Writing in Whangarei

inside the museum

by Vaughan Gunson

at one of end of the room a grinning idiot,
at the other a dying man, trying to hold
himself to the wall, his struggle alone.
a slave brings in a bowl of red wine

which she pours into each of our cups.
on the ceiling an aristocratic dandy
lifts an arm towards God, the angels recoil
& the artist says how much he knows.

the revolution of reason is talked about,
Socrates says it comes, reaching for his cup.
someone has spilt yellow paint on the floor;
outside, people cross a bridge in the rain.

a woman in agony holds her dead child,
a picture of terror that won’t go away.
not even when you see the joker, standing
with his legs apart in multicolored tights.

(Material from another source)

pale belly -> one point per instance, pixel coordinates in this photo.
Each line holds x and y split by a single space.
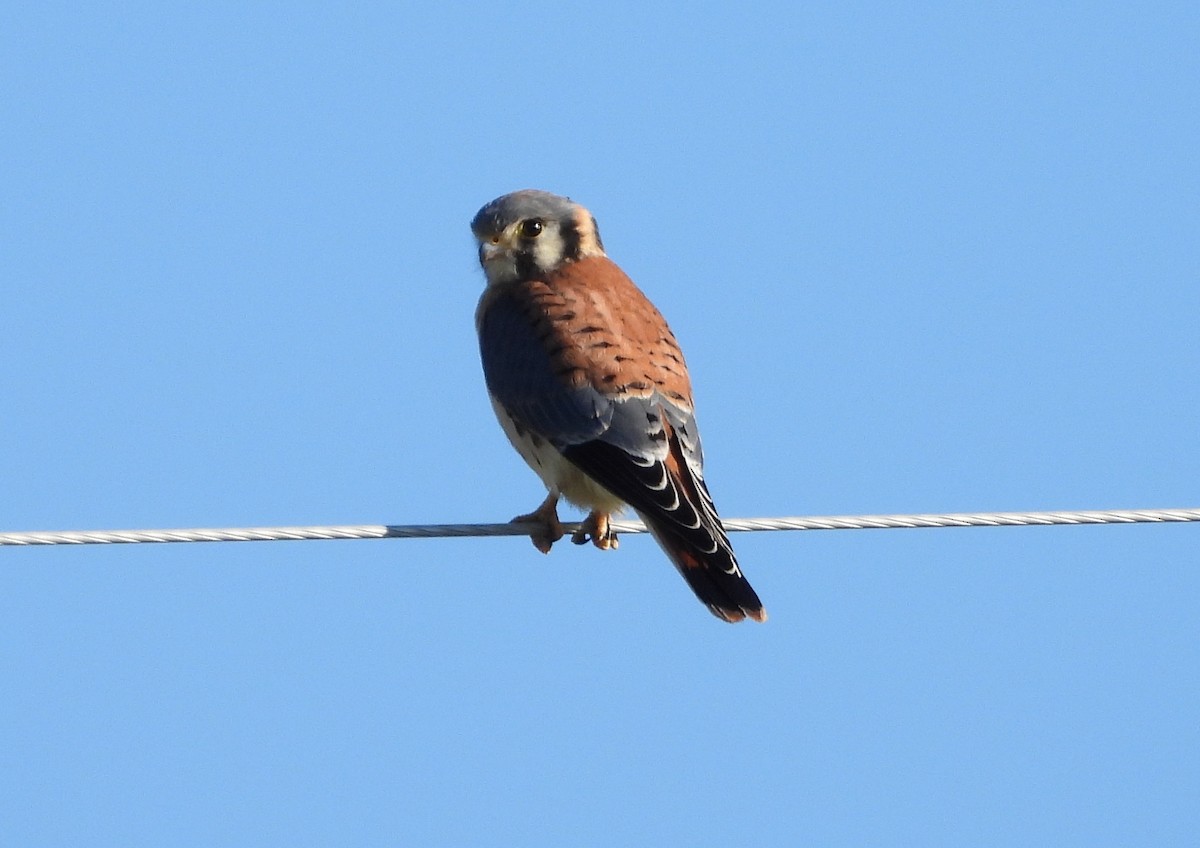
558 475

in walks the leader, smoking a pipe
& wearing a full length silk gown.
he takes a look at the poster on the wall
& says he doesn’t understand why

some armies must be defeated, wars won.
he doesn’t notice the bags of coal above his head,
or the black dust on his shoulders & in his hair.
he ambles over to the pious monks

sitting in deckchairs, contemplating their own.
they don’t hear the noise of soup cans
being stacked up high on the shelves, or
the tower being built, only to fall down

on its shadow—or the bulldozers being used
to make something that will last.
beside the spilt paint a sign has finally
been placed which says “WET PAINT”

& through a window in the prison wall
children fly their kites up into the sky.